2. The method of claim 1, wherein, In step 100, the cutting parameters include the extreme values of the rotational speed, the feed per tooth, the axial cutting depth and the radial cutting depth.

3. The multi-objective cutting parameter optimization method according to claim 1 or 2, characterized in that, In step 100, the cutting parameters of the selected workpiece materials and the spindle power signals in the cutting process are collected, and the specific cutting energy is calculated, including: Based on the cutting parameters of the selected workpiece materials, the workpiece material removal rate is calculated; Based on the spindle power signal, the total energy consumed in the machining process is calculated by integration; Based on the workpiece material removal rate and the total energy consumed in the machining process, the specific cutting energy is calculated.

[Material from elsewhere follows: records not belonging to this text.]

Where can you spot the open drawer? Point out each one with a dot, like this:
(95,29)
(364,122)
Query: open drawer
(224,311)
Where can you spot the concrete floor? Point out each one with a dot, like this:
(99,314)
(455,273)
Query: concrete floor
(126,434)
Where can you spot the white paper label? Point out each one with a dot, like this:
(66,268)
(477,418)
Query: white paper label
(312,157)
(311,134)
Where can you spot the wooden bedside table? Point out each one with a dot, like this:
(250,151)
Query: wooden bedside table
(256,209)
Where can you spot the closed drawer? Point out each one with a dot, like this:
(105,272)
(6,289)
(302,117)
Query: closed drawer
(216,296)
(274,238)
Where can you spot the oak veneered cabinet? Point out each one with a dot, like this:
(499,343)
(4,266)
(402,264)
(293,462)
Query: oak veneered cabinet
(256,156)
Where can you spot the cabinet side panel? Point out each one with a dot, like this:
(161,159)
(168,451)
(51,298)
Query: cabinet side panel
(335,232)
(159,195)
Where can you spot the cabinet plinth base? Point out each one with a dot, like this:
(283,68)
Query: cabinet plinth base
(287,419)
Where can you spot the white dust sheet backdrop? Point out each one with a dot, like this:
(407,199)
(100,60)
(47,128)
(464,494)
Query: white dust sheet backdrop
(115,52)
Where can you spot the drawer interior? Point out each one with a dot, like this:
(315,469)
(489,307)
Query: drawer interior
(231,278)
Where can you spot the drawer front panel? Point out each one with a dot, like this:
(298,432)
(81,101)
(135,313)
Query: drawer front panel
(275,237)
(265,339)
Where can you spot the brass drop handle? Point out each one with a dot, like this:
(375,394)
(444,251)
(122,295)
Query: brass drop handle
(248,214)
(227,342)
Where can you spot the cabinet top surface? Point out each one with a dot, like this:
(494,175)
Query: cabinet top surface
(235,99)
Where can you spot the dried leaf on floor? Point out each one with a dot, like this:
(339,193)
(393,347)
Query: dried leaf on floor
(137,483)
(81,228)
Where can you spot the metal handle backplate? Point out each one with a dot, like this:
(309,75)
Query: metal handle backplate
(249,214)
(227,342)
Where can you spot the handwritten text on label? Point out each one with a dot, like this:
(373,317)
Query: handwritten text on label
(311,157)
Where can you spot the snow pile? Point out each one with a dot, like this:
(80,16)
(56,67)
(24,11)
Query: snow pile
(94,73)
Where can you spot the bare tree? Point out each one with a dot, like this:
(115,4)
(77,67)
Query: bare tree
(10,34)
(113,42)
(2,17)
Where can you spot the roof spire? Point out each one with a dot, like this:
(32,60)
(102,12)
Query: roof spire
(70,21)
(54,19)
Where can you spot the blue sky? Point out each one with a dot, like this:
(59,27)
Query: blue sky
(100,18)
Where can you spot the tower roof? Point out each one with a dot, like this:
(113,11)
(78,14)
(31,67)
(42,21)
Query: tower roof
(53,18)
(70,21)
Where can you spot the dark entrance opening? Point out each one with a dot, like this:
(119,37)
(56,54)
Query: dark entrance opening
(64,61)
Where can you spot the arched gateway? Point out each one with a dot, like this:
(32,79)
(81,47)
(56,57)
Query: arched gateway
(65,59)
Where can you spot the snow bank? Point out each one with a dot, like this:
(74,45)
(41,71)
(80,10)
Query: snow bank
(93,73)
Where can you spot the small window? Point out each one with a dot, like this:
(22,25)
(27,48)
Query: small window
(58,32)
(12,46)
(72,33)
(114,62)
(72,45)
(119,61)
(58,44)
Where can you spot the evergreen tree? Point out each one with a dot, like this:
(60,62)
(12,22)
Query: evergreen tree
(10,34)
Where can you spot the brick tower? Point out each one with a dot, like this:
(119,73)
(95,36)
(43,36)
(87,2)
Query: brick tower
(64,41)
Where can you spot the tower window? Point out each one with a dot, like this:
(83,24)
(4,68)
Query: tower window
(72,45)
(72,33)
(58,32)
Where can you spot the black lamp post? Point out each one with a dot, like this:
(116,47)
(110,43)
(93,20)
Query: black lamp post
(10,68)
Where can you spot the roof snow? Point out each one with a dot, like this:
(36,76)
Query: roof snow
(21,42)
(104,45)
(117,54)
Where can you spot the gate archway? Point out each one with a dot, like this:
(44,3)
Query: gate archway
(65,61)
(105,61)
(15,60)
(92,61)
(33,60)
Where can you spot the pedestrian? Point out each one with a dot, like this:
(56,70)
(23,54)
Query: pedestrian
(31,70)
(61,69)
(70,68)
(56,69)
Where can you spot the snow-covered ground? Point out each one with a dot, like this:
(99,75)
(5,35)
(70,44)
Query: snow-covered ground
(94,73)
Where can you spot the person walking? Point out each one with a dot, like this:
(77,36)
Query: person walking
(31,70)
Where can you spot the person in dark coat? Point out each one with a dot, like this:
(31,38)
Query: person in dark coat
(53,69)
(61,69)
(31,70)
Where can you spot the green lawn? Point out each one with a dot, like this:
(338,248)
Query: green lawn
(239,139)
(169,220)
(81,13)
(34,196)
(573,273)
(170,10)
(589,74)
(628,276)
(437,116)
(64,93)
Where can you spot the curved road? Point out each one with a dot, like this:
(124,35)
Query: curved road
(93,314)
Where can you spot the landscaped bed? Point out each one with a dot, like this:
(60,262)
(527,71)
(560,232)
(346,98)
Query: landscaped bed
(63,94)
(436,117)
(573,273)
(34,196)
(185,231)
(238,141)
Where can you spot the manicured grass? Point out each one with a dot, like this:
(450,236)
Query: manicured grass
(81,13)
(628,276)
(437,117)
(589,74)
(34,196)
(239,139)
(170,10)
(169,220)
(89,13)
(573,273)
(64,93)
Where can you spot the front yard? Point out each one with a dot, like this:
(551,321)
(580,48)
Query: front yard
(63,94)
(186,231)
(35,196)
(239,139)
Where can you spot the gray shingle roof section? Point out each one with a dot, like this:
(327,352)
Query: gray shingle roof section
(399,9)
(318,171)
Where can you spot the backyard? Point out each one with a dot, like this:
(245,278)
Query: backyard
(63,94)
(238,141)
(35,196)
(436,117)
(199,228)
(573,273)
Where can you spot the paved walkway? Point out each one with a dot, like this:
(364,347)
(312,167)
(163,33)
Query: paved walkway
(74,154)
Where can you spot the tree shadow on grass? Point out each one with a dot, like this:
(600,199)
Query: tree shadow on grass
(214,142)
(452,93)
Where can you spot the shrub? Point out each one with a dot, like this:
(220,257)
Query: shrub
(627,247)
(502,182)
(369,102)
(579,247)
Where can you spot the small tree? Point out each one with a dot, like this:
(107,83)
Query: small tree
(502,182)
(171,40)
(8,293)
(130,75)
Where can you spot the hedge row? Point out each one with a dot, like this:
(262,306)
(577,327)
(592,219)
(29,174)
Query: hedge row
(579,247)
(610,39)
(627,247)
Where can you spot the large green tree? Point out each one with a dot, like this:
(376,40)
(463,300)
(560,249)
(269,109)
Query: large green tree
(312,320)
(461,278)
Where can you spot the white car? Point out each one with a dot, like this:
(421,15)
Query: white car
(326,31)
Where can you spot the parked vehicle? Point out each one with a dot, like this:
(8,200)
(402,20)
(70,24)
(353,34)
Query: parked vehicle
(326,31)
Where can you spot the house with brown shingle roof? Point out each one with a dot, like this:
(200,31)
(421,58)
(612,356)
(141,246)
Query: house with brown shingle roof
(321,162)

4. The method of claim 3, wherein, In step 100, it also includes: The collected cutting parameters and specific cutting energy are matched, and the collected cutting parameters and surface roughness are matched to construct an experimental data set; The experimental data set is preprocessed by normalization, and the preprocessed experimental data is divided into a training set and a test set.

5. The method of claim 4, wherein, In step 200, it includes: A BP neural network model is constructed, and the input layer is set as the cutting parameters and the output layer is set as the specific cutting energy; All connection weights and thresholds in the BP neural network model are coded as the position vectors of individuals in the Harris hawk optimization algorithm, and a fitness function is defined; The connection weights and thresholds of the BP neural network model are optimized by the Harris hawk optimization algorithm to minimize the fitness function, and a target function for nonlinear mapping between the cutting parameters and the specific cutting energy is established.

6. The method of claim 5, wherein, The fitness function is the sum of the mean square errors of the BP neural network model on the training set and the test set.

7. The method of claim 1, wherein, Step 300 includes: The cutting parameters are converted into coded variables; Based on the coded variables of the cutting parameters, a quadratic polynomial model is established by using the response surface method to represent the relationship between the coded variables of the cutting parameters and the surface roughness prediction value, i.e., the surface roughness prediction model.

8. The method of claim 1, wherein, In step 400, when establishing the multi-objective cutting parameter optimization model, the constraint conditions of the cutting parameters are also set.

9. The method of claim 1, wherein, In step 500, the multi-objective cutting parameter optimization model is solved by using the decomposition evolutionary algorithm to obtain a Pareto non-dominated solution set.

10. The method of claim 1, wherein, Step 600 includes: Based on the Pareto non-dominated solution set, each solution is processed by dimensionless treatment; Calculate the information entropy, and use the information entropy to calculate the weight of each objective function; The comprehensive evaluation value is calculated based on the solutions under each objective function after dimensionless processing and the weight of each objective function. Compare the comprehensive evaluation values ​​of all solutions, and select the solution with the largest comprehensive evaluation value as the optimal combination of cutting parameters.